Cette sordide affaire a le mérite de mettre en lumière deux tristes réalités.
Tout d'abord, l'animal de compagnie, bien que reconnu comme être vivant doué de sensibilité par le droit, n'en demeure pas moins soumis au régime des biens et peut à ce titre, faire l'objet d'une procédure collective et donc d'une vente aux enchères. Sur ce point, il est indispensable de lire le très intéressant article de la jeune juriste Camille Berthet, intitulé "Le sort des animaux dans le cadre des procédures collectives" paru sur son blog de droit animalier, le 25 février 2019[3].
Ensuite, au-delà de cet aspect, cette affaire peut surprendre un certain nombre d'entre nous et nous amener à nous interroger sur le nombre maximal d'animaux que peut détenir un éleveur de chiens (ou de chats). En effet, nous entendons régulièrement parler de scandales au sujet des tristement célèbres usines à chiots des pays de l'Est, qui approvisionnent une part importante du marché français, mais nous pouvions douter de l'existence de telles structures sur notre territoire, réputé plus respectueux du bien-être des animaux de compagnie.

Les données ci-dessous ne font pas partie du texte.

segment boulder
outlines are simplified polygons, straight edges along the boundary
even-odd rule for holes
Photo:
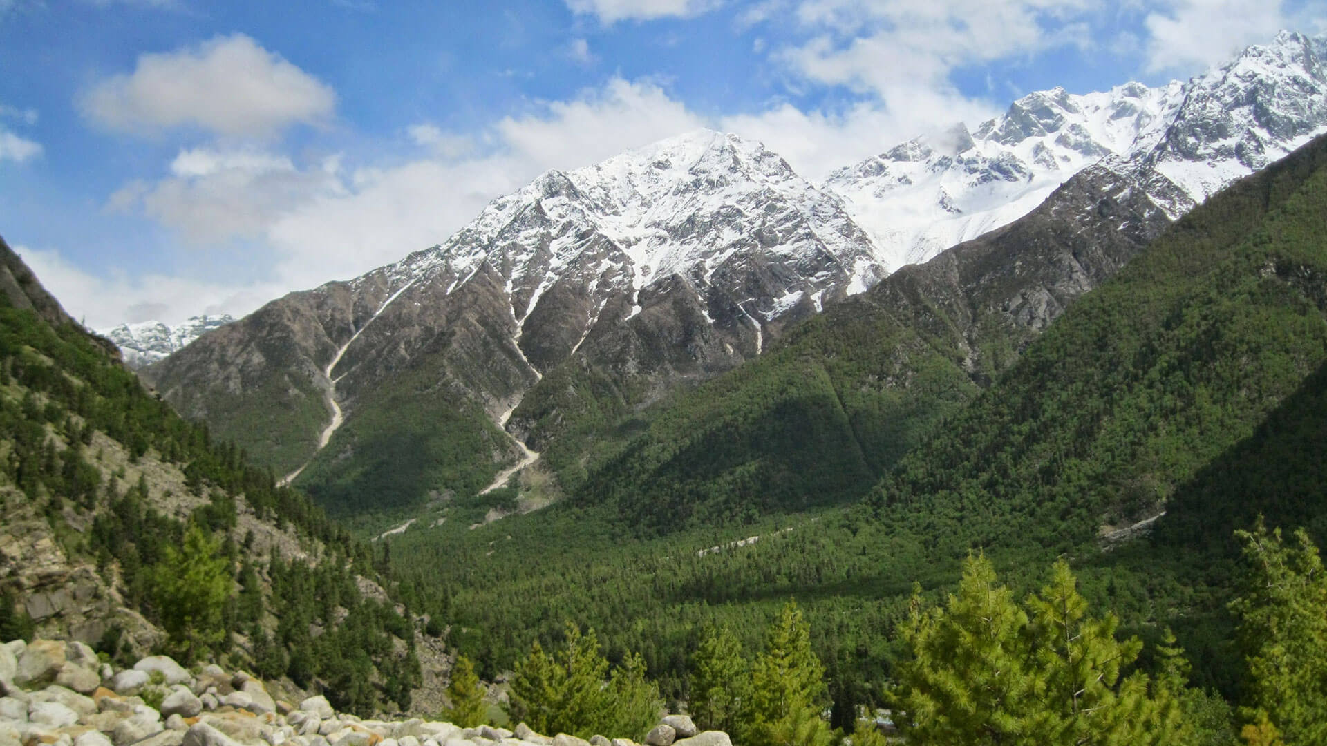
[[[0,697],[0,719],[27,722],[28,704],[13,697]]]
[[[184,666],[175,662],[170,656],[147,656],[134,664],[134,670],[141,670],[147,676],[161,672],[166,677],[166,684],[188,684],[194,677],[184,670]]]
[[[78,713],[60,702],[33,702],[28,708],[28,722],[68,727],[78,722]]]
[[[146,670],[122,670],[110,677],[110,688],[115,694],[137,694],[147,686],[149,674]]]
[[[645,734],[645,746],[673,746],[677,741],[677,731],[671,725],[658,723]]]
[[[239,743],[220,730],[200,722],[184,731],[182,746],[239,746]]]
[[[20,686],[40,686],[60,676],[65,665],[65,644],[56,640],[33,640],[19,656],[19,670],[13,682]]]
[[[134,746],[180,746],[184,742],[183,730],[163,730],[155,735],[149,735],[142,741],[134,743]]]
[[[190,689],[182,684],[176,684],[171,688],[170,694],[162,700],[161,711],[163,717],[180,715],[186,718],[198,717],[203,711],[203,701],[194,696]]]
[[[65,689],[64,686],[50,685],[41,692],[32,693],[33,702],[60,702],[61,705],[69,708],[70,710],[78,713],[80,715],[90,715],[97,711],[97,702],[92,697],[86,697],[74,692],[73,689]]]
[[[673,746],[733,746],[733,739],[722,730],[703,730],[690,738],[674,741]]]
[[[240,685],[240,692],[249,696],[249,705],[245,709],[251,713],[263,715],[276,711],[276,702],[272,700],[272,696],[267,693],[267,688],[263,686],[261,681],[245,681]]]
[[[145,717],[127,717],[118,723],[115,729],[110,731],[110,739],[115,742],[115,746],[129,746],[130,743],[138,743],[149,735],[161,733],[163,729],[159,719],[151,719]]]
[[[81,642],[77,644],[81,645]],[[93,668],[65,662],[64,668],[56,676],[56,684],[73,689],[80,694],[92,694],[101,686],[101,674]]]
[[[691,722],[691,715],[664,715],[661,723],[670,726],[678,738],[690,738],[701,730]]]
[[[549,746],[553,742],[552,738],[535,733],[525,723],[518,725],[514,734],[516,735],[516,738],[525,741],[528,743],[543,743],[544,746]]]
[[[110,738],[106,738],[106,734],[97,730],[89,730],[88,733],[80,735],[78,738],[74,738],[74,746],[114,746],[114,745],[110,742]]]
[[[13,684],[13,677],[19,673],[19,658],[9,652],[8,646],[0,646],[0,689],[7,689]]]
[[[300,710],[317,715],[321,719],[328,719],[336,715],[336,710],[332,709],[332,702],[328,698],[318,694],[317,697],[309,697],[300,702]]]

Malheureusement, force est de constater que des élevages-usines existent bel et bien en France, qu'il s'agisse d'élevages clandestins, mais aussi d'élevages disposant de toutes les autorisations nécessaires, comme le très tristement célèbre élevage intensif de chiens destinés aux laboratoires, situé à Mézilles[4]. A titre d'exemple, le 8 octobre 2018, la Fondation Assistance aux Animaux et la Fondation 30 Millions d'Amis libéraient 121 chiens (sur)vivant dans des conditions déplorables dans une "usine à chiots" située dans la Meuse[5]. Dernièrement, le préfet de la Manche a accordé un permis de construire à un élevage intensif de chiens sur une zone Natura 2000 au Tanu, malgré l'opposition du conseil municipal, la mobilisation de 200 personnes et les 35.000 signataires d'une pétition[6]. Au total, le chenil devrait accueillir 40 chiennes de races bichons et schnauzer nains, qui vivront par 3 dans des enclos grillagés de 180 m² avec cabanon et devraient "produire" deux portées annuelles de 3 à 8 chiots[7]...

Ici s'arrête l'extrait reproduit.